Hooker was appointed Jan. 26, 1863; and Burnside, with a few earnest words, took leave of the army.
The troops received their new chief with a heartiness and confidence, which, since McClellan’s re-instatement, had not been equalled. Hooker was to all the soul and embodiment of the growth and history of this weather-beaten Army of the Potomac. And the salutary changes he at once began to make,—for Hooker never lacked the power of organization,—were accepted with alacrity; and a spirit of cheerful willingness succeeded speedily to what had been almost a defiant obedience.
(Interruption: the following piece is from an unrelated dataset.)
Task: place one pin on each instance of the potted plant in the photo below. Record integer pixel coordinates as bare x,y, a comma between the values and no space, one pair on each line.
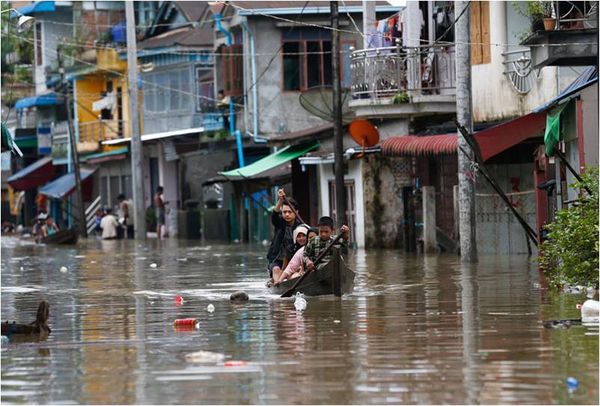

The army was in a lamentably low state of efficiency. Politics mingled with camp duties; and the disaffection of officers and men, coupled with an entire lack of confidence in the ability of the Army of the Potomac to accomplish any thing, were pronounced. Desertions occurred at the rate of two hundred a day, facilitated by relatives, who sent from home civilian clothing to soldiers at the front. Hooker states that he found 2,922 officers, and 81,964 enlisted men, entered as absent on the rolls of the army, a large proportion from causes unknown. Sharp and efficient measures were at once adopted, which speedily checked this alarming depletion of the ranks. Furloughs in reasonable quantity were allowed to deserving men and a limited number of officers. Work was found for the rank and file in drill and outpost duty sufficient to prevent idle habits. The commissariat was closely watched, and fresh rations more frequently issued, which much improved the health of the army. The system of picket-duty was more thoroughly developed, and so vigilantly carried out as to impress its importance upon, as well as teach its details to, the troops.
The cavalry, hitherto distributed by regiments throughout the army, was now consolidated into one corps, and from this time became a valuable element in the service, for it daily grew in efficiency. And such opportunities of doing field-work as a body were afforded it as circumstances allowed.
The grand divisions of Burnside were abolished, and the army divided into seven infantry corps.